Namely: let’s assume that your answer is a, and the answer of the jury is b. The checker program will consider your answer correct, if .
Examples
Input
4
1 2
1 3
2 4
Output
1.500000000000000
Input
5
1 2
1 3
3 4
2 5
Output
2.000000000000000
暴力搜索
n點n-1邊不成環,由一點開始分叉。搜索較容易想
#include<iostream>
#include<cstdio>
using namespace std;
int n;
bool vis[100001]={0};
int cnt[100001];
double ans=0;
int sum;
int k=0;
struct p
{
int a,b;
};
p m[100001];
int f[100001]={0};
void search(int v)
{
//if(f[v]) sum=f[v];
//else if(cnt[v]>1){sum=sum*cnt[v];f[v]=sum;}
if(cnt[v]==0) {ans=ans+double(k)/(sum*1.0); return;}
if(f[v]!=0) sum=f[v];
else if(cnt[v]>1) {sum=sum*cnt[v];f[v]=sum;}
for(int i=1;i<n;i++)
{
//if(f[v]) sum=f[v];
//else if(cnt[v]>1) sum=sum*cnt[v];
if(m[i].a==v||m[i].b==v)
if(vis[i]==0)
{
vis[i]=1;
k++;
// if(f[v]!=0) sum=f[v];
// else if(cnt[v]>1){ sum=sum*cnt[v]; f[v]=sum;}
if(v==m[i].a){ search(m[i].b);}
else { search(m[i].a);}
k--;
//if(i==n-1&&cnt[v]>1) sum=sum/cnt[v];
vis[i]=0;
}
if(i==n-1&&cnt[v]>1) sum=sum/cnt[v];
}
}
int main()
{
cin>>n;
int c,d;
if(n==1) {cout<<'0'<<endl; return 0;}
for(int i=1;i<n;i++)
{
cin>>c>>d;
m[i].a=c;
m[i].b=d;
cnt[c]++;
cnt[d]++;
}
for(int i=2;i<=n;i++)
{
cnt[i]=cnt[i]-1;
}
/*for(int i=1;i<=n;i++)
{
cout<<cnt[i]<<endl;
}*/
// cout<<endl;
sum=1;
search(1);
printf("%.15lf\n",ans);
}
弊端每次都全搜,浪費,可以用vector二維數組,減少搜索次數
#include <iostream>
#include<vector>
#include<cstdio>
#include<algorithm>
using namespace std;
vector<int> tree[100001];
bool vis[100001];
int n;
double ans=0;
void dfs(int v,double sum,int step)
{
if(tree[v].size()==1&&v!=1)
{
ans=ans+step*sum;
return ;
}
int len=tree[v].size();
for(int i=0;i<len;i++)
{
int ti=tree[v][i];
if(vis[ti]==0)
{
vis[ti]=1;
if(v==1){dfs(ti,sum/len,step+1);}
else {dfs(ti,sum/(len-1), step+1);}
}
}
}
int main()
{
scanf("%d",&n);
int a,b;
for(int i=1;i<n;i++)
{
scanf("%d%d",&a,&b);
tree[a].push_back(b);
tree[b].push_back(a);
}
vis[1]=1;
dfs(1,1,0);
printf("%.15lf\n",ans);
return 0;
}
好處很明顯,搜索次數大大減少
有一個注意點最好不要用路徑長度除以最終分叉的乘積,若分母過大啊,電腦懵逼,把他搞成0;
與之相似的一道題
You are given two strings s and t consisting of lowercase Latin letters. Also you have a string z which is initially empty. You want string z to be equal to string t. You can perform the following operation to achieve this: append any subsequence of s at the end of string z. A subsequence is a sequence that can be derived from the given sequence by deleting zero or more elements without changing the order of the remaining elements. For example, if z=ac, s=abcde, you may turn z into following strings in one operation:
z=acace (if we choose subsequence ace);
z=acbcd (if we choose subsequence bcd);
z=acbce (if we choose subsequence bce).
Note that after this operation string s doesn’t change.

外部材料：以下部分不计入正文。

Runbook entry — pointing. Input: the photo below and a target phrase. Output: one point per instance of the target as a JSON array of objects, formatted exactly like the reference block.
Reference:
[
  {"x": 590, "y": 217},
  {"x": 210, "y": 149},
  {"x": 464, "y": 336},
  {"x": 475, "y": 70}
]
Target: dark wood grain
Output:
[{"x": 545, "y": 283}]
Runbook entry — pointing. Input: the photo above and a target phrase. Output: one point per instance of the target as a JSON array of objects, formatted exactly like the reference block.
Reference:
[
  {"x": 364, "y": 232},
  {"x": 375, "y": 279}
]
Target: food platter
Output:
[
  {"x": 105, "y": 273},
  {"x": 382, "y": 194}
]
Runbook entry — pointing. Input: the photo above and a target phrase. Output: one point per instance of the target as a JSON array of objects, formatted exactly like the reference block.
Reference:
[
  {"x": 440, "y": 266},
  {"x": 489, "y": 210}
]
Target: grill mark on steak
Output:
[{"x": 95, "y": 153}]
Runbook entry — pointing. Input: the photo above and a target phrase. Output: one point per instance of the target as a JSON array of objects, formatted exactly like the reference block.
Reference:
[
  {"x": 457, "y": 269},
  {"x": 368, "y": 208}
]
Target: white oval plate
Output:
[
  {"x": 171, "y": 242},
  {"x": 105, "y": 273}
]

Calculate the minimum number of such operations to turn string z into string t.
Input
The first line contains the integer T (1≤T≤100) — the number of test cases.
The first line of each testcase contains one string s (1≤|s|≤105) consisting of lowercase Latin letters.
The second line of each testcase contains one string t (1≤|t|≤105) consisting of lowercase Latin letters.
It is guaranteed that the total length of all strings s and t in the input does not exceed 2⋅105.
Output
For each testcase, print one integer — the minimum number of operations to turn string z into string t. If it’s impossible print −1.
Example
Input
3
aabce
ace
abacaba
aax
ty
yyt
Output
1
-1
3
暴力搜索很好想但浪費時間,所以可以和上一道題進行同樣的處理,用動態二維數組來存儲每一個字母的出現的書序。然後查找。
#include<iostream>
#include<cstdio>
#include<algorithm>
#include<vector>
using namespace std;
char s[100001],t[100001];
int main()
{
int n;
cin>>n;
while(n--){
scanf("%s%s",s,t);
vector<int>p[30];
for(int i=0;s[i];i++)
p[s[i]-'a'].push_back(i);
int ans=1,flag=1;
int pos,ppos=-1;
for(int i=0;t[i];i++)
{
int k=t[i]-'a';
if(p[k].size()==0)
{
flag=0;
break;
}
pos=upper_bound(p[k].begin(),p[k].end(),ppos)-p[k].begin();
if(pos==p[k].size())
{
ans++;
pos=0;
}
ppos=p[k][pos];
}
if(!flag) cout<<"-1"<<endl;
else cout<<ans<<endl;
}
return 0;
}
bound是一個比較好用的功能,
lower_bound( )和upper_bound( )都是在排好序的數組中使用的。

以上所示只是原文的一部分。